Plagiarist. Coward. Thief. Liar. That’s what I’ve been called, and in some circles, what I’m still being called. Today’s blog is twofold: a confession and a testimony.
Chris DeLaune is my pseudonym. My name is Terrell Mims. For most of 2010, I plagiarized my old blog. You can find examples of it if you search my name. I did it because I was being lazy. I had blog goals to meet and when posting time came I copied so I could have something to post. I did it sloppily. Just copy and paste. I copied from Cracked.com and other sites. The authors found out and I there was fallout. No one wants their work copied and then have a plagiarist accept credit for their hard work.
When I was exposed, I dropped the blog and went crawled under a rock. Did I ever think I would be caught? No. I knew what I did was wrong, but I didn’t think my blog was popular enough to warrant attention. Still no excuse. I, however, was connected with people whose blogs did warrant attention and I shamed them due to my sin.
I write this knowing that what I did was wrong. It took me over two years to come back, but I come back humbled, repentant, and truly sorry for those I hurt. Thankfully, before I posted this I shared my sin. Those of you who are reading this due to some other blog or article, I admit that I was wrong and from this day forward, plagiarism will not be associated with anything I write.
If you are still reading this and see where I am coming from thank you. If you want to lambast and call me all sorts of things, I know it’s coming. I asked for it due to my past, but one thing I assure you is that you won’t be able to find a shred of copying from what I do now.
We all have a past. This is mine. We all have something that we don’t want people, especially the world, finding out about. The news is rife with stories of celebrities whose dirty laundry is aired for the world to see. Most of us, don’t get to that point. We hold our secrets in, hoping no one ever finds out. Today, in the Internet Age, all someone needs is a blog or webpage and your dirt is forever uploaded.
Many people hold their secrets in out of fear of being exposed and to a greater degree, fear of running someone away.
No one is perfect. We have all slipped up, messed up, screwed up. Some, like myself, have done it to greater degrees than others. When someone meets friends or a potential partner, the thought of their past weighs heavily on them. Fear screams to them, “They won’t love you. They will judge you. They won’t accept you. You are a horrible person for what you did. You aren’t worthy of love.” Those statements are not entirely true.
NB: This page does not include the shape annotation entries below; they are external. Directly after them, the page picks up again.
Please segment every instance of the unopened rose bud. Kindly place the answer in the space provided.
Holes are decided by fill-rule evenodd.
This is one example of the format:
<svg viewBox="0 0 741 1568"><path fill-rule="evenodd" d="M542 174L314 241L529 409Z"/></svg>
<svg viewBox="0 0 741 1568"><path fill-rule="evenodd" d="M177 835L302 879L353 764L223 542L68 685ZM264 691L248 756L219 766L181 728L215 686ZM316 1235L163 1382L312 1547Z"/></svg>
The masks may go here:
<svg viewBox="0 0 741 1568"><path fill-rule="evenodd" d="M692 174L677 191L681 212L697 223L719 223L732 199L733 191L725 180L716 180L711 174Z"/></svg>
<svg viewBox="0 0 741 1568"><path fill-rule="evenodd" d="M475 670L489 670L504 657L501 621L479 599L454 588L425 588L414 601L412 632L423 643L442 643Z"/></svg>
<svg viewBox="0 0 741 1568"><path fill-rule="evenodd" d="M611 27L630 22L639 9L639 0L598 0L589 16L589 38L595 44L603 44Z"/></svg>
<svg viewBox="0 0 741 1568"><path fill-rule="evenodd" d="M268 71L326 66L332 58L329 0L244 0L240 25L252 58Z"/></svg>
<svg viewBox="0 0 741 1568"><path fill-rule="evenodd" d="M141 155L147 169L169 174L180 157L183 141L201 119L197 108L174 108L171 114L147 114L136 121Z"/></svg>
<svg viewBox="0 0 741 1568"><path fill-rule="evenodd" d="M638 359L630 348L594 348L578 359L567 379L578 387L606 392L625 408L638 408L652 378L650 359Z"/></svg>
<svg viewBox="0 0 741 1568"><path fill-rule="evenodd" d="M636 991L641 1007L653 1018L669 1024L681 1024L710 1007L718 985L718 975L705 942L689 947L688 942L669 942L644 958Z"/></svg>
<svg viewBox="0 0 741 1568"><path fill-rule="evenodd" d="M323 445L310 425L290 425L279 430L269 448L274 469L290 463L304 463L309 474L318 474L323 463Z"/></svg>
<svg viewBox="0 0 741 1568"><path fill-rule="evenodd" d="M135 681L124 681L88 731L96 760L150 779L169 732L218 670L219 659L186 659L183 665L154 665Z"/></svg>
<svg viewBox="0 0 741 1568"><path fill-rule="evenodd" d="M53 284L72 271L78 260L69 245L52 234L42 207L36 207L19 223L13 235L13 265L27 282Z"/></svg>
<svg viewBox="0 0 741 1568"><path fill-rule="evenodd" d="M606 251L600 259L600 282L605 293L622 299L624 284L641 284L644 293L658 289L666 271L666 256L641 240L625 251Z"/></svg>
Your past will alienate people. Some will judge you and/or stop accepting you. They will call you every despicable name they can think of. There will be people who will accept you and forgive you. The person who you love, will love you despite your past. Why? They have a past themselves.
It’s not easy to open up and reveal your sins. I did to a few people a year or so ago, and now to the rest of you due to fact I copied a blog recently, but took it down. Never again, shall I give into laziness or my selfish desire to seek unearned glory. I may have forever killed my writing career, but I will not stop writing. I will do it honestly on forward. I know that my future wife will know what I did and not worry about the past which is tied to me, but be part of my future.
Again, to anyone I have lied to, stolen from, hurt, offended, I am sorry. I was wrong. I was lazy. I sought unearned recognition. I know my past will not go away and if you want to dwell and talk about me because of my past, I can’t stop you, but I have a future to look forward to and this blog will be a constant reminder that I did do wrong. It’s my scarlet letter, but I do it no longer and I’m moving forward.